One more thing. A lot of other people have posted here that they are working on their own CRPGs, or you have mentioned them at some time. I knew about Realms of Quest before I found you because I was curious about what games were made for VIC-20. But I have no idea about the others. It would be cool if you could have a bit of cross-advertising and post at least links to the blog, forum, or page where the other projects are taking place (ideally listing the platform, a screenshot, and couple sentences what it emulates or focuses on). I’m interested in the development process and the capabilities of the different systems. Encourage the other developers to do the same to spread the word about ROA. I’m sure a lot of people are interested in the development if not also the game, and haven’t found your page and blog yet.
Thank you! Part of the long time is because a hobby project has a bad tendency to get shelved, picked up, shelved again, etc. 😀 I think honestly it wouldn’t have taken that long otherwise.
Yeah, I only have music on the title screen. The TI sound chip is “okay” but not SID-chip worthy, and trying to do music in gameplay would be problematic and, as you observe, annoying.
Message speed is something I’ve considered. I got mostly hard-coded values everywhere, so I’m not certain if having it variable based on user settings is a good idea or not. Recent changes have made the combat mode in particular be more graphic with notifications on the battlemap, which I think will help mitigate part of the problem.

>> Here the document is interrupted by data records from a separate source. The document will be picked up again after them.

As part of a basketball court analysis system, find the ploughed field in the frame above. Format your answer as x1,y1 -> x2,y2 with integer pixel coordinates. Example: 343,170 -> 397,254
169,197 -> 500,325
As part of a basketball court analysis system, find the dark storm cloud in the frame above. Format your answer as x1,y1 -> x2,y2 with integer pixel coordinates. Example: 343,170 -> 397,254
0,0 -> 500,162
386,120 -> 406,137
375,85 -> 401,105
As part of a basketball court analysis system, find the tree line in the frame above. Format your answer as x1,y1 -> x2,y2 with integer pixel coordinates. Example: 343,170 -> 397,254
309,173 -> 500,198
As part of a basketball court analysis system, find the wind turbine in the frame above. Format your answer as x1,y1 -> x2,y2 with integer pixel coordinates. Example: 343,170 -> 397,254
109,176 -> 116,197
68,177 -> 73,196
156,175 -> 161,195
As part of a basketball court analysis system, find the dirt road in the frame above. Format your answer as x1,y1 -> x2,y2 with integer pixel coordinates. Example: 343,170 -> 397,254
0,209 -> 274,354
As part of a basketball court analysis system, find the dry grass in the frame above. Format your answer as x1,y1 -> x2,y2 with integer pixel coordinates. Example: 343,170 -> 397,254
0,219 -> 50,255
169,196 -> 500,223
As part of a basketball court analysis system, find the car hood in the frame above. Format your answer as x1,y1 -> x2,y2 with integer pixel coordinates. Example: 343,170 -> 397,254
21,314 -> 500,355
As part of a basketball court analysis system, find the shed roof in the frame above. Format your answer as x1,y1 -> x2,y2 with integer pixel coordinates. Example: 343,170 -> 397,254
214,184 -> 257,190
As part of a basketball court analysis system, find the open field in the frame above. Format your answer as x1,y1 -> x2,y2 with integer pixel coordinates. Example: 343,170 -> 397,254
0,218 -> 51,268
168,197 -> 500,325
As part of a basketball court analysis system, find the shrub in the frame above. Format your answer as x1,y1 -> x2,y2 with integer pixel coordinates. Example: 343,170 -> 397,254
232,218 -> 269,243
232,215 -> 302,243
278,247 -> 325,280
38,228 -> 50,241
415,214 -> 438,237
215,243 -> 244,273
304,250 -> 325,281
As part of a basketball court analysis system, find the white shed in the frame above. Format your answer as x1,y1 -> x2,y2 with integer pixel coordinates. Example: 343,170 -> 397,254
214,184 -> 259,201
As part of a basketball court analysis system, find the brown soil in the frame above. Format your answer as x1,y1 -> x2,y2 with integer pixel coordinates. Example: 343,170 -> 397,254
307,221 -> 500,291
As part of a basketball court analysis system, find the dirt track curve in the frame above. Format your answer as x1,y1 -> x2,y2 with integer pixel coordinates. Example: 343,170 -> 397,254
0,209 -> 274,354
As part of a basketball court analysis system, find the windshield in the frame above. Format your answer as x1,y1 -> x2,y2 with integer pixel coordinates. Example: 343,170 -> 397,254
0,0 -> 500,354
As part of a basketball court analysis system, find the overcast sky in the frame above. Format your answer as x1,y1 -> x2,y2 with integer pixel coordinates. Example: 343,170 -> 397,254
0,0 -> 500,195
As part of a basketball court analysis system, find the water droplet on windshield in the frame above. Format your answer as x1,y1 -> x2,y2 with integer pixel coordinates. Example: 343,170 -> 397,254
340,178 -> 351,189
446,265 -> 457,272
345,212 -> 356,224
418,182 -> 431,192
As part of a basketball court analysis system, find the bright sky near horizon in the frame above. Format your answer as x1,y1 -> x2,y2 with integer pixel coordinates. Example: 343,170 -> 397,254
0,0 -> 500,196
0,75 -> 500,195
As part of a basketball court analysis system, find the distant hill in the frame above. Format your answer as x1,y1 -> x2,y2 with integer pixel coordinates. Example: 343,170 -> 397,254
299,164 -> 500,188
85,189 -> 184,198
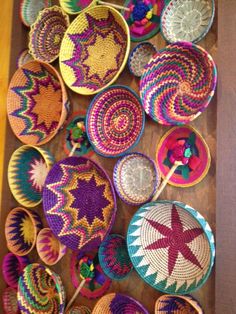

The TI and the MSX-1 actually share the same video chip, the TMS9918A! (Or 28A, outside the states, that’s the PAL version) And yeah, the TI is capable of displaying all 16 colors in bitmap mode, and 2 colors for every row of 8 pixels. It still uses a cell architecture, it just uses three 256 character tables to render the screen. My CRPG uses a hybrid mode that only uses a single character set, which saves room in video memory. The extra CPU memory helps mainly to provide a quick means to swap character sets out; I originally would load them from disk.
I do try and spread the word on other games. One of my beta testers is actually developing a CRPG for the C64, in fact! I believe at the moment his page on the project is inactive, but I know the work is still ongoing.